The “One-Day-24 h” schedule was chosen for its parallels ABPM. Additionally, TTR according to two subsets of the “One-Day-24 h” schedule were calculated: these included only patients whose dataset satisfied minimum published criteria for valid 24-h ABPM interpretation (8, 20). The first subset included 3,571 subjects with at least 26 readings in the first 24-h, which resulted in 74.93% sensitivity (vs. the 15-day reference). The second subset included 2,127 subjects with at least 20 daytime and 7 night-time readings in the first 24-h, which resulted in 75.25% sensitivity (vs. the 15-day reference). Figure 3C shows the sensitivity for “One-Day-24 h” schedule and subsets. To eliminate the unlikely possibility of BPs being higher on the first day of measurement because of patient alarm, the same “One-Day-24 h” schedule analyses were run using data from the second day rather than the first. There was no difference in sensitivity (75–76%) for both 26 mixed and at least 20 daytime, 7 nighttime values.

4 Discussion

TTR is emerging as a new metric of hypertension control, with the potential to be a better predictor of risk than static BP measurements. This study demonstrated that TTR is markedly impacted by measurement frequency and duration, and that at least one week of 24-h continual monitoring was needed to classify TTR with 90% sensitivity. The contributions of frequency of measurements and duration of measurement were unequal. Even very frequent monitoring over the course of one 24-h period was not sufficient to calculate TTR reliably. Collecting the requisite number and density of measurements is practically achievable only with continual cuffless BP monitors that can generate datasets allowing for TTR classification in real-world clinical use. This report is the first to analyze the ability of different continual BP measurement strategies to assess TTR.

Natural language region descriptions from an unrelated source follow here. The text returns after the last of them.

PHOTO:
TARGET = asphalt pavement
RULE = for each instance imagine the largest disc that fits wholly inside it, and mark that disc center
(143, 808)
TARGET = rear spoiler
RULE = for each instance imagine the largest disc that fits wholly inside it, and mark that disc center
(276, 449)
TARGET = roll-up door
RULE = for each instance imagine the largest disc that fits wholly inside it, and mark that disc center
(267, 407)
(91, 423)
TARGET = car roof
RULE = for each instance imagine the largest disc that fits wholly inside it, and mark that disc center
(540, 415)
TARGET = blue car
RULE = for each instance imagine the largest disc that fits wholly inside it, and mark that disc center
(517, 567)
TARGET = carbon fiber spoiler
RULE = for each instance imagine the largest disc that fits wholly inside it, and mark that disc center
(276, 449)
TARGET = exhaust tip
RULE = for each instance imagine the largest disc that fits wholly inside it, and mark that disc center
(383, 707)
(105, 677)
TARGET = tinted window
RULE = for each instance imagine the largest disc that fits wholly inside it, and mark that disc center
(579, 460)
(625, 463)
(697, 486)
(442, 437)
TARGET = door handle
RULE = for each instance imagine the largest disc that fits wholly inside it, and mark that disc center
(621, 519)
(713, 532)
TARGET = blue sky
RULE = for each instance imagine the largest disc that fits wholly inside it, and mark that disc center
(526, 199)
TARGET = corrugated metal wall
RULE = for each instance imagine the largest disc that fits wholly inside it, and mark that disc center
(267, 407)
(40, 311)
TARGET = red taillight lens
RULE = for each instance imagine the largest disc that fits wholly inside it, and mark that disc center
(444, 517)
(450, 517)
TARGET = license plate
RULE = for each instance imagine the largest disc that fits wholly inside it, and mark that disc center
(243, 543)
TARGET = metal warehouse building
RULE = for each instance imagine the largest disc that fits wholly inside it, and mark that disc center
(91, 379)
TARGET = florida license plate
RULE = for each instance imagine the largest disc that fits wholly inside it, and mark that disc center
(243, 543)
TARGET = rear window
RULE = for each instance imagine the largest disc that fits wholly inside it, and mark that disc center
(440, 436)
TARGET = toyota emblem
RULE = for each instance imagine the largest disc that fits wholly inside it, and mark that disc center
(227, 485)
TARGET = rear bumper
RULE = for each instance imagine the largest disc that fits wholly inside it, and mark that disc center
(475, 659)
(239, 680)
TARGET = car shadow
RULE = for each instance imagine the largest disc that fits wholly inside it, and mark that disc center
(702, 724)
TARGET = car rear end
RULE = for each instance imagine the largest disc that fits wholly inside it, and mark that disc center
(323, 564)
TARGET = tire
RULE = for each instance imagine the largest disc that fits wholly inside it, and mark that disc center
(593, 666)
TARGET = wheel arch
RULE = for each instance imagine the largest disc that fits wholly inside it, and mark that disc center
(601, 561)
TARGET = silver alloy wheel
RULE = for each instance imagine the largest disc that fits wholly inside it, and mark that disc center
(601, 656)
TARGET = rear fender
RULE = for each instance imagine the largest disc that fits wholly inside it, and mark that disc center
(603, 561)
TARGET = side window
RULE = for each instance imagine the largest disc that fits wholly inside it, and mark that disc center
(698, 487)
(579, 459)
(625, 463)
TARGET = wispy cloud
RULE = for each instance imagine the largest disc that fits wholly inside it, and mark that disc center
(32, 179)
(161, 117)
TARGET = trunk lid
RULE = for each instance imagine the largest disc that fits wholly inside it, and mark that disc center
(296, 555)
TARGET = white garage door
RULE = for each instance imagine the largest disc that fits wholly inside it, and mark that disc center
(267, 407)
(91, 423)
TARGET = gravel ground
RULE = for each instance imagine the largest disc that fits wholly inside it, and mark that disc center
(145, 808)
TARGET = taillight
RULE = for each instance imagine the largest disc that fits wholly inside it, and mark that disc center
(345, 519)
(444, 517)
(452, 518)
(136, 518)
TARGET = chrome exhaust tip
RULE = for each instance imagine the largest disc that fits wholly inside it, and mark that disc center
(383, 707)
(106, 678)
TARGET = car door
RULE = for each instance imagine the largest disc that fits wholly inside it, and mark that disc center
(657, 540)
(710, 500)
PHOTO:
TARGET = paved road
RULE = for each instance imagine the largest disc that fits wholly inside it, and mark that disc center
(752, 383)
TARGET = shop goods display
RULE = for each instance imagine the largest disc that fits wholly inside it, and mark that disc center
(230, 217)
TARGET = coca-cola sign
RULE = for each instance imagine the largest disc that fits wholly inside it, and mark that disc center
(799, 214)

4.1 A new method to assess BP “control” in clinical practice

TTR originated in the realm of anticoagulation, where percentage of international normalized ratio values in range was found to be an easy, practical metric that correlated well with outcomes and risk (21, 22). Later, “time in range” was adopted by diabetes specialists, when the development of continuous glucose monitors provided data to enable this novel measure to aid in the control of blood sugar. Time in range is widely accepted as appropriate and useful, both as a target and as an outcome (23).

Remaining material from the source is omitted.